The recommended call for this function is filename = slacktest_full(casedata), where filename stores the name of the data file and can then be input to other functions for analysis.
Performs single-bus load shedding to restore convergence after a failure caused by a voltage drop. This function requires a data file generated by the slacktest_full function.
Outputs: This function creates a .csv file containing the following columns:
- Bus index of failure
- Bus type
- Index of smallest bus that restores convergence when shed
- Smallest power that can be shed to restore convergence
- Number of different buses that can be shed restore convergence
- number of attempted load sheds (number of buses with nonzero S)
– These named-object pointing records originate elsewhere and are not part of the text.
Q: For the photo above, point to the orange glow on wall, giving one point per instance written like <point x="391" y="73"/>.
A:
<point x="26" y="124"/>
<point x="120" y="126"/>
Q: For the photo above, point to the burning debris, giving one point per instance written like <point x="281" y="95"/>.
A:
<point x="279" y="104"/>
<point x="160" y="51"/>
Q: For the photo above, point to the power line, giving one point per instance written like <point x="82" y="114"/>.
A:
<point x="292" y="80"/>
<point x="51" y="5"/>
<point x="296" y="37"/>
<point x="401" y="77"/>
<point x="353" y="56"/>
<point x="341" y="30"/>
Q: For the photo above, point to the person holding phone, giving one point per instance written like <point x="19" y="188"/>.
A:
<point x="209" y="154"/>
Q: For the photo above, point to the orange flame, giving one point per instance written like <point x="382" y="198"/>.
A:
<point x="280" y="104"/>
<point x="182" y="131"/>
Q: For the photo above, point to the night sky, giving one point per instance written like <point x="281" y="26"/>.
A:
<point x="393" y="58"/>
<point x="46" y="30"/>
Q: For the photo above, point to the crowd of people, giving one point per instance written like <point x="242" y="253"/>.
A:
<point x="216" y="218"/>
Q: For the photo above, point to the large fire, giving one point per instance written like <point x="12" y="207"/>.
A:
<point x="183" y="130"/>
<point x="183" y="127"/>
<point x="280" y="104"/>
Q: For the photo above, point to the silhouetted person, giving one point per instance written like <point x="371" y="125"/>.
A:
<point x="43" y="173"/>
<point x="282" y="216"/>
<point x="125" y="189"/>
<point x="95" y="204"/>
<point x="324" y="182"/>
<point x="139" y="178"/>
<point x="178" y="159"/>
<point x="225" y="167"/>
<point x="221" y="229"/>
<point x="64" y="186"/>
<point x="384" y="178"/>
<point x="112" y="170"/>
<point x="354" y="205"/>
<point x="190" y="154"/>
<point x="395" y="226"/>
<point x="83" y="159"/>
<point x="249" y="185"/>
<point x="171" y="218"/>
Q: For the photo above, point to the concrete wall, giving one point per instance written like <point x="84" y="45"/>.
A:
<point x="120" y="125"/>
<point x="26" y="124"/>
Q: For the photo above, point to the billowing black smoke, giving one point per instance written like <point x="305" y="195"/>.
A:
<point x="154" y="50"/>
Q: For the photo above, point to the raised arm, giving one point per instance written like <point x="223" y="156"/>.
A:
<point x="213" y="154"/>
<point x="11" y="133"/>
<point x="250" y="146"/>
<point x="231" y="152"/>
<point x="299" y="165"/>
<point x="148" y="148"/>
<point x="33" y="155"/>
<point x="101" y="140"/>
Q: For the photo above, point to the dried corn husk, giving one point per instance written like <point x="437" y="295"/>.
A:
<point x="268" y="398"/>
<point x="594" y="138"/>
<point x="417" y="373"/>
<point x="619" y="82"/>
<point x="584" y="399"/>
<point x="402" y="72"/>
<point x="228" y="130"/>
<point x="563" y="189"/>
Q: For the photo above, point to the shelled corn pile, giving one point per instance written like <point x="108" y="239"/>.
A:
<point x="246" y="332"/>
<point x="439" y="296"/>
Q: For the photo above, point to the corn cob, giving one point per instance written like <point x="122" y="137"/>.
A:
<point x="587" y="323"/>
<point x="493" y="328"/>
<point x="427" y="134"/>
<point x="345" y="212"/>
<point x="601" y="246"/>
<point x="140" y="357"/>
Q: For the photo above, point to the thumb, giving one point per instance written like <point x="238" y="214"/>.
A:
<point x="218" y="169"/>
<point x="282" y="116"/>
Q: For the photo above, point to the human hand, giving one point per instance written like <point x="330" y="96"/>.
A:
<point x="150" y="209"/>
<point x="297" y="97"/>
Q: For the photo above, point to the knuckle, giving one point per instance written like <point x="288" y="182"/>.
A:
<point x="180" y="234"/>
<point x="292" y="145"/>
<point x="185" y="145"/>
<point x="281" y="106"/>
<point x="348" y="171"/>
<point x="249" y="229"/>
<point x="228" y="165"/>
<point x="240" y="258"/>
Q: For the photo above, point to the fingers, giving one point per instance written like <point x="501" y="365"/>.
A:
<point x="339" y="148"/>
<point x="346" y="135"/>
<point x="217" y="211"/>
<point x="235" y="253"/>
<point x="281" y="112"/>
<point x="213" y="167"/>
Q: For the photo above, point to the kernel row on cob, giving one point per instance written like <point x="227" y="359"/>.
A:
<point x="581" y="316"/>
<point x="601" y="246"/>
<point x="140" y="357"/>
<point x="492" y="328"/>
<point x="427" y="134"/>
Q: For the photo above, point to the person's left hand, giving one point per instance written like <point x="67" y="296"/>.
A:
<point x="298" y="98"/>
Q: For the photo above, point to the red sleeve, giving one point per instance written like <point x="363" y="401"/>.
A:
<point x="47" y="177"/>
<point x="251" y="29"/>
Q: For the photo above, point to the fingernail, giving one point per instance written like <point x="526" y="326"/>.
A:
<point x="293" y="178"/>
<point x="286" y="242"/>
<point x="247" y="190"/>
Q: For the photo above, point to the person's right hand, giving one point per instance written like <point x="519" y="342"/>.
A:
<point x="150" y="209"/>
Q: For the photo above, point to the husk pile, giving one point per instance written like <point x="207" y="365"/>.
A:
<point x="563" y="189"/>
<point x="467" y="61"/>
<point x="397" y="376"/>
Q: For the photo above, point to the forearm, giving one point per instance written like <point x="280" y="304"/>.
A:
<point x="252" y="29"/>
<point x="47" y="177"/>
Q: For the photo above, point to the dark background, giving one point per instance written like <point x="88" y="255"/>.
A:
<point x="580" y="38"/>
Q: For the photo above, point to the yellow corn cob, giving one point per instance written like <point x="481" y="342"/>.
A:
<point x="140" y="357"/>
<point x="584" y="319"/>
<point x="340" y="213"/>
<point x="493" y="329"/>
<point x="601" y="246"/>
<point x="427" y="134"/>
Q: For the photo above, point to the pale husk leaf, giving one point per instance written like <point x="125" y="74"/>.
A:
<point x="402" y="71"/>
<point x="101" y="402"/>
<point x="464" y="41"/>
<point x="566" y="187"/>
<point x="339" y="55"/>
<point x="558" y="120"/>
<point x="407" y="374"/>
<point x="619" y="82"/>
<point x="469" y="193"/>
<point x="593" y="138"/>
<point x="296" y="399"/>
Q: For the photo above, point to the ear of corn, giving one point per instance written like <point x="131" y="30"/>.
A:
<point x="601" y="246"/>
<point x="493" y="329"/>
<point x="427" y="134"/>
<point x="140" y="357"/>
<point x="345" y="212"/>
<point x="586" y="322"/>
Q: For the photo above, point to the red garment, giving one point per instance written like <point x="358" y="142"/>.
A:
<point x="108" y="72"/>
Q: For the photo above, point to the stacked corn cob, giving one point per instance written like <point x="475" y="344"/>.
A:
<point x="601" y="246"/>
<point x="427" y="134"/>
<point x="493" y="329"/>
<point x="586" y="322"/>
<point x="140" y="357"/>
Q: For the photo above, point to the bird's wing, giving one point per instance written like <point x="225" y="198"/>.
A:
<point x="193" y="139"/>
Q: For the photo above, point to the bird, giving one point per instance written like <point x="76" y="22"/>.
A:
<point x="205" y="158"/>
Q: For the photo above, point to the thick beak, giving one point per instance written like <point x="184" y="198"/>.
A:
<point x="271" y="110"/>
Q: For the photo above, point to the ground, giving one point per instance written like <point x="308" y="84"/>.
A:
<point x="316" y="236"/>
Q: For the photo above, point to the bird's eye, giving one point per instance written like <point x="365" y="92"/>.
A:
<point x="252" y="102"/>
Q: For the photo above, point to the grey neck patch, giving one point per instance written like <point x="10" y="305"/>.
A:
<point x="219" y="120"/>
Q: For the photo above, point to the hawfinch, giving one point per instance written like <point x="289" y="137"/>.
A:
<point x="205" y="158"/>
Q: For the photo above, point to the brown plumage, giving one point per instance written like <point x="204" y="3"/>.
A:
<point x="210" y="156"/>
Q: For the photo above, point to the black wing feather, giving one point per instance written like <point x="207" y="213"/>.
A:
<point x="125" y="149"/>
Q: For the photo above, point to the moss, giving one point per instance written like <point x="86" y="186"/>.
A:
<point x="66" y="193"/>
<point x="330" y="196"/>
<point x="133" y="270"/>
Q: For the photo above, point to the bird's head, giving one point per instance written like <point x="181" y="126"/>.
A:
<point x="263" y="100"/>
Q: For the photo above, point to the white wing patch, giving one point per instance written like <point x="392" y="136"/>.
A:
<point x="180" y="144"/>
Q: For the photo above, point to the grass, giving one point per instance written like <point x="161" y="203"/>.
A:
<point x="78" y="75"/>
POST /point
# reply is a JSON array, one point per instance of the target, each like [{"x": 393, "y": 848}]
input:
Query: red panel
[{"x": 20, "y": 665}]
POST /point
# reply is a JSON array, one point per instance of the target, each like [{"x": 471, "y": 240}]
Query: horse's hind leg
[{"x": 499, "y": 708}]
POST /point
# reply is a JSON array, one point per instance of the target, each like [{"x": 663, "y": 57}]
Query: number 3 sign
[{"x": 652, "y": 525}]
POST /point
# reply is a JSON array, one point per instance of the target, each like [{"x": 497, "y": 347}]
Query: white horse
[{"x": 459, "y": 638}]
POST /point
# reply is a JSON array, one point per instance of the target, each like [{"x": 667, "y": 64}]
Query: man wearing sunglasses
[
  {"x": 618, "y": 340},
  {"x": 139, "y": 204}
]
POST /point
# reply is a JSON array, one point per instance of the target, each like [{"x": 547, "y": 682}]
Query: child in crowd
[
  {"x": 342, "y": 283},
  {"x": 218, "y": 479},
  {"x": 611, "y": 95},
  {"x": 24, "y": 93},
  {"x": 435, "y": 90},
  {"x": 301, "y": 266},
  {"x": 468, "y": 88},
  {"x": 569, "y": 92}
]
This function runs the PVI calculation for an entire system and outputs a file containing the results. This function can be run in place of runPVI, but this is not recommended as it is slower and may not be compatible with Matpower7.0. The primary use for this function is to create the data file necessary to run the function load_shed_PQ_sweep.
Inputs:
- case_data : The file name of the system you want to analyze
- max_power : The maximum apparent power the function checks before moving on to the next node
- angular_res : The number of angles the function sweeps at each apparent power step
- radial_step : The step size of the apparent power increments. Decreasing radial_step will improve the resolution but increase the run time linearly.
This function applies both the PVI and VVI calculations to the state estimation algorithm and runs them on the given system. The only input arguments are the name of the system to be analyzed and the resolution of PVI calculation. The function creates two files, one storing the VVI results for state estimation, and one storing the PVI results.